Already the Scottish Parliament has claimed rights over all English rivers such as the River Till in Northumberland which flow into the River Tweed, even though the Tweed is the boundary river between the two nations of England and Scotland and belongs to neither. And the Scottish Parliament has been able to move southwards the boundary between England and Scotland which till devolution has always run along the very centre of the Solway Firth. To date the United Kingdom Government with its Scottish Prime Minister and Scottish Chancellor of the Exchequer has done nothing to stop these successive land grabs.

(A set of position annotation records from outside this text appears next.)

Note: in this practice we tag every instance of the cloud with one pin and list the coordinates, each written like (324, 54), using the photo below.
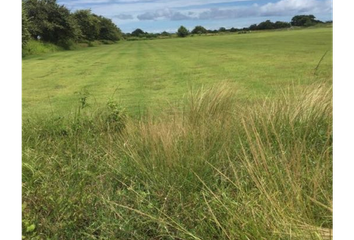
(123, 16)
(281, 8)
(166, 13)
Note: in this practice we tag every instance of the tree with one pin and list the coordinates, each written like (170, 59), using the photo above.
(51, 22)
(25, 35)
(108, 30)
(183, 32)
(165, 34)
(265, 25)
(304, 20)
(199, 30)
(222, 29)
(89, 24)
(138, 33)
(279, 25)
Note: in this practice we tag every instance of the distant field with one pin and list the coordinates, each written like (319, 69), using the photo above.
(247, 157)
(145, 74)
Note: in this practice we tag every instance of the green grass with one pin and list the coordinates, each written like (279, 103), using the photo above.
(225, 137)
(146, 74)
(219, 169)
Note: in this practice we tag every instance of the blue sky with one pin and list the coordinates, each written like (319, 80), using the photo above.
(168, 15)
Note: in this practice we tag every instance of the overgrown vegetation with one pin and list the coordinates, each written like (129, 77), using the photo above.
(212, 168)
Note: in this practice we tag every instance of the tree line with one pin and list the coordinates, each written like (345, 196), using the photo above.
(50, 22)
(297, 21)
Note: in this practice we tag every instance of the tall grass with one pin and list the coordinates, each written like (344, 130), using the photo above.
(216, 169)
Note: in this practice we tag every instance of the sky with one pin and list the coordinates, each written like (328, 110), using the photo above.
(168, 15)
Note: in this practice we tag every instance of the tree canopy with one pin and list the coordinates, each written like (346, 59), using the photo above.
(51, 22)
(183, 32)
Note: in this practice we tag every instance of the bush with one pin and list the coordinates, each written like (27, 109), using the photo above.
(34, 47)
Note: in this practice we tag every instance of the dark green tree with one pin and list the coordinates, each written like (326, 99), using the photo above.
(138, 33)
(279, 25)
(89, 24)
(25, 35)
(304, 20)
(51, 22)
(199, 30)
(265, 25)
(222, 29)
(182, 32)
(108, 30)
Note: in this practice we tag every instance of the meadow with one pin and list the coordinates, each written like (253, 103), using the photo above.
(224, 137)
(146, 74)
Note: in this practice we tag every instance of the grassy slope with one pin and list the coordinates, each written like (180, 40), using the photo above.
(146, 73)
(220, 169)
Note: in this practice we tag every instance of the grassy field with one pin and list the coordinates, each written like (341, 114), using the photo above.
(233, 140)
(145, 74)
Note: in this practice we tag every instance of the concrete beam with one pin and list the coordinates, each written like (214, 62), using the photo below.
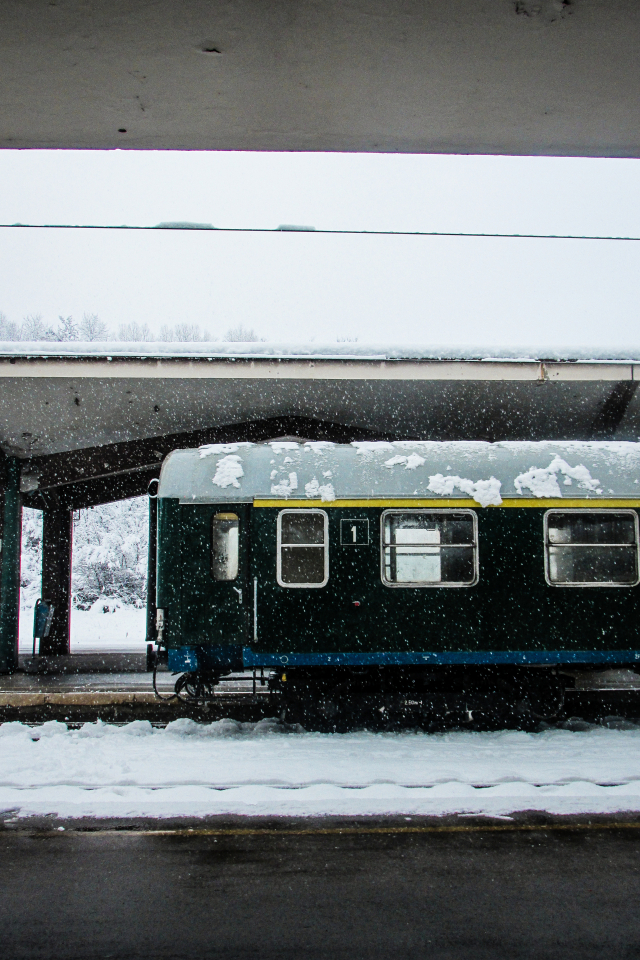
(555, 77)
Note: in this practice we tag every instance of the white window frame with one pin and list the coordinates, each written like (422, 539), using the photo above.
(280, 545)
(583, 583)
(437, 512)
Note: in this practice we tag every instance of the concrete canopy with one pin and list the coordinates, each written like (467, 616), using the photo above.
(95, 426)
(557, 77)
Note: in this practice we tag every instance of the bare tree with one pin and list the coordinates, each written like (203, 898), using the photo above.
(8, 329)
(242, 334)
(67, 330)
(93, 328)
(134, 332)
(184, 333)
(33, 327)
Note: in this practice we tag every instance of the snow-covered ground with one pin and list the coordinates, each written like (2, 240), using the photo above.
(190, 769)
(123, 630)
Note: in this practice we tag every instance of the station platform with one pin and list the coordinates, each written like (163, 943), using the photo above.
(116, 687)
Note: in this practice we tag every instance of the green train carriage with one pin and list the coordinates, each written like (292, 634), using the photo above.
(436, 576)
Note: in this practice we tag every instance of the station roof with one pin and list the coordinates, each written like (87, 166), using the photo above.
(485, 473)
(76, 413)
(555, 77)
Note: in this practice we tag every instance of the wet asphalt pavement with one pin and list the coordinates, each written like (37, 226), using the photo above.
(322, 889)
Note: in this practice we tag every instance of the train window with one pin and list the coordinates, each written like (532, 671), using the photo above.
(303, 548)
(591, 548)
(225, 546)
(429, 548)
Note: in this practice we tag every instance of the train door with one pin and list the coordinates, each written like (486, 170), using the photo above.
(228, 596)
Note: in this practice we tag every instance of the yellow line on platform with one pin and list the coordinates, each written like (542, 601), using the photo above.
(365, 831)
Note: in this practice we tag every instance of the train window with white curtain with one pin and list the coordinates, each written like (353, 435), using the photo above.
(225, 546)
(429, 548)
(591, 548)
(303, 548)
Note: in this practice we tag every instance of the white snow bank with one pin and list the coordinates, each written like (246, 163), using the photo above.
(310, 349)
(229, 767)
(123, 630)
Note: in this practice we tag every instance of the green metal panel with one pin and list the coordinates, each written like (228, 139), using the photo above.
(10, 584)
(199, 609)
(512, 607)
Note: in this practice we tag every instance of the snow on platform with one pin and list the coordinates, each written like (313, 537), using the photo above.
(123, 630)
(190, 769)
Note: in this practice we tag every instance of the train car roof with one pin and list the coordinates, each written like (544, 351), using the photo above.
(479, 472)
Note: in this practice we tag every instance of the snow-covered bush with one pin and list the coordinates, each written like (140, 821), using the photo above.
(110, 545)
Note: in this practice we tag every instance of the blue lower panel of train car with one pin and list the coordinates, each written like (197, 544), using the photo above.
(235, 658)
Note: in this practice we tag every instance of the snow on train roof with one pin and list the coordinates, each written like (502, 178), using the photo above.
(321, 471)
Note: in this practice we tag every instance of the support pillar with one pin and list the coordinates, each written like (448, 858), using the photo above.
(151, 565)
(10, 579)
(57, 536)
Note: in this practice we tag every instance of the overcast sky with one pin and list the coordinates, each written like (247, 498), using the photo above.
(299, 286)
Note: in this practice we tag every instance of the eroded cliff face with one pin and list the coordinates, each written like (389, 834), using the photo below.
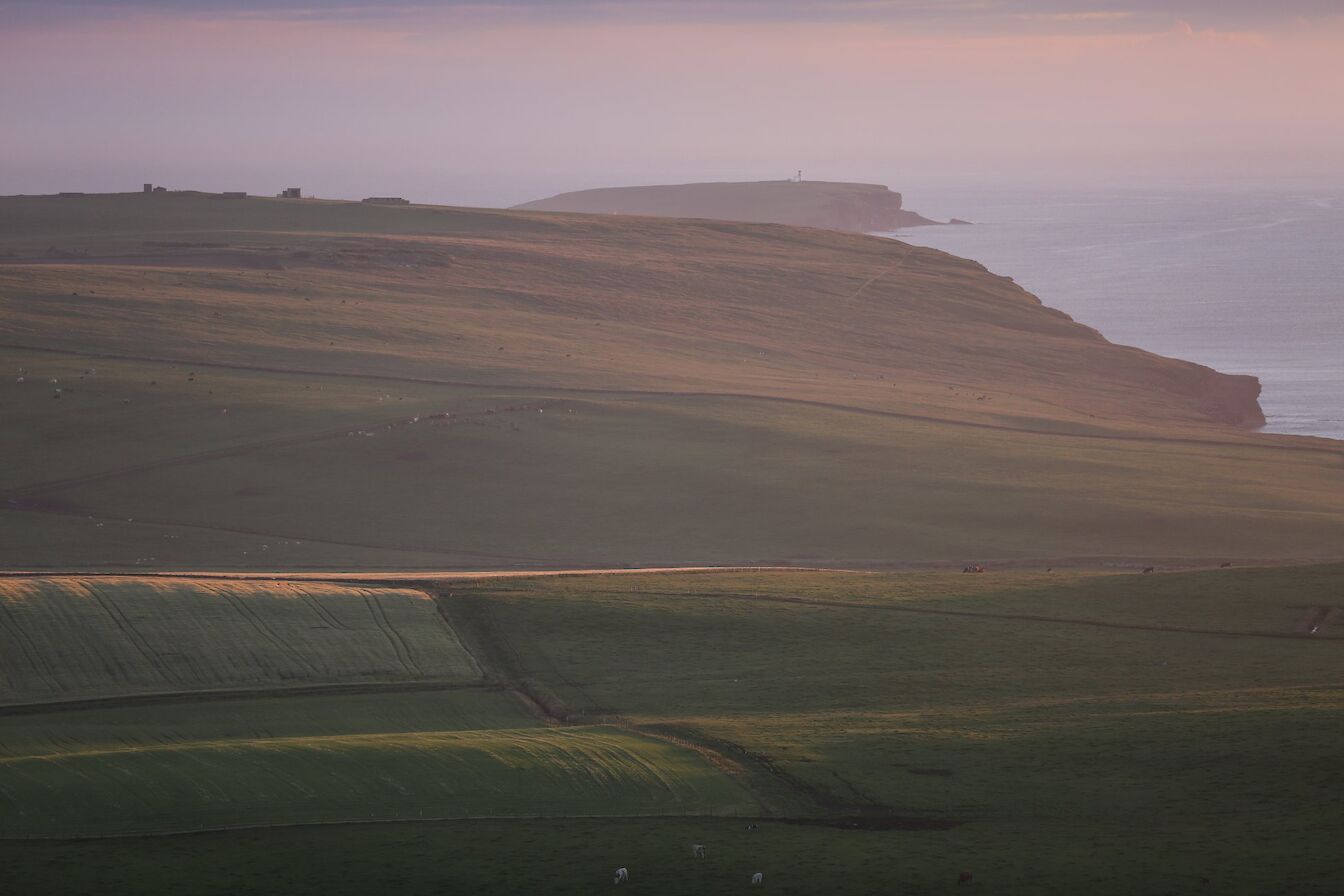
(831, 206)
(1230, 398)
(867, 212)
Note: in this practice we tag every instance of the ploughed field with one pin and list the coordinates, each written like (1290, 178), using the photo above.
(1082, 731)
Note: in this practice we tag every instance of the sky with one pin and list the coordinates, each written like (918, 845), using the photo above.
(499, 101)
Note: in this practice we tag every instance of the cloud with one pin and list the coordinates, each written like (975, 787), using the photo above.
(944, 16)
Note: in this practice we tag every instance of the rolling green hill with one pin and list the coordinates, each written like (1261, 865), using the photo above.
(1086, 731)
(253, 383)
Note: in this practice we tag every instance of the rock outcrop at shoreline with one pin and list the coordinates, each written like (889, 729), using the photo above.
(832, 206)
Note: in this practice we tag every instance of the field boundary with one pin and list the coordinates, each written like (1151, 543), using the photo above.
(235, 693)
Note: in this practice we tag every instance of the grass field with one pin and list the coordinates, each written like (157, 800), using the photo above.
(71, 638)
(264, 384)
(554, 478)
(285, 781)
(208, 384)
(1069, 731)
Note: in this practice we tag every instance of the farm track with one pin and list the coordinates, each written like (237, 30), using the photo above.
(1282, 443)
(499, 657)
(976, 614)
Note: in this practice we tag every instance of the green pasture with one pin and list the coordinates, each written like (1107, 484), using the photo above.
(1245, 856)
(284, 781)
(73, 638)
(535, 478)
(184, 722)
(1023, 742)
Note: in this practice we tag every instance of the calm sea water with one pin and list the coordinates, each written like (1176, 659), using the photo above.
(1242, 282)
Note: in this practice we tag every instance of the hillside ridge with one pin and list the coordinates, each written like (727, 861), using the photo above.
(828, 204)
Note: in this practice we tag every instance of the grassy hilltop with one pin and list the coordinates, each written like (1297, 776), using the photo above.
(207, 387)
(816, 203)
(274, 383)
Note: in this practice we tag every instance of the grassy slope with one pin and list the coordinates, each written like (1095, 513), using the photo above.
(246, 466)
(555, 480)
(1030, 727)
(75, 638)
(839, 206)
(1079, 758)
(496, 773)
(558, 300)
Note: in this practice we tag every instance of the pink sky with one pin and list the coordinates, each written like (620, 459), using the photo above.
(500, 105)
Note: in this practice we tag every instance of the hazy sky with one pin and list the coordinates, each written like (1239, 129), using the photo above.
(495, 102)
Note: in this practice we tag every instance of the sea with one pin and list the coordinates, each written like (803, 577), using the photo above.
(1245, 282)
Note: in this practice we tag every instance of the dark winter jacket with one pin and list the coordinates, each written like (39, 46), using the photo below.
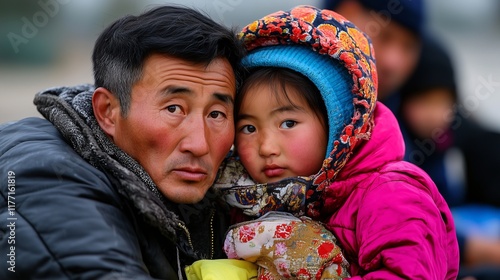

"The Scots are stirring up a hornets' nest of real trouble within the United Kingdom with these policies. And we will take them on," stated Scilla Cullen, Chairman of the Campaign. "The people of England will not put up with any more of it. Already Wales has been given the English county of Monmouthshire and even a part of the city of Chester in what is the county of Cheshire. It is already intolerable that devolution for Scotland has granted it huge benefits denied to England such as free university education, free personal care for the elderly, free prescriptions, as much as £1500 more spent on each Scot per annum than on any person in England and access to cancer drugs not obtainable in England. What the Scots are doing is sowing the seeds of real anger and dissension within the Union. They are sowing the wind. If they try to grab Berwick, it will be the Union that will reap the whirwind'

End of press release.

Friday 8 February 2008

Britishness

Brown's continued refusal to even debate on England as a nation is said by him to be because, as part of the Union, we are British. Completely disregarding the privilege of the other countries, especially his own, which are recognised as nations in their own right. He and apparently most of Westminster are prepared to destroy England as a nation and divide us into EU prescribed regions. Ironically, his own country is beginning to show more an more nationalist tendencies which, if carried to independence, would virtually out-date the concept of the Union. The latest move of the SNP to carry their budget through their parliament by 64 votes to one, might give him food for thought.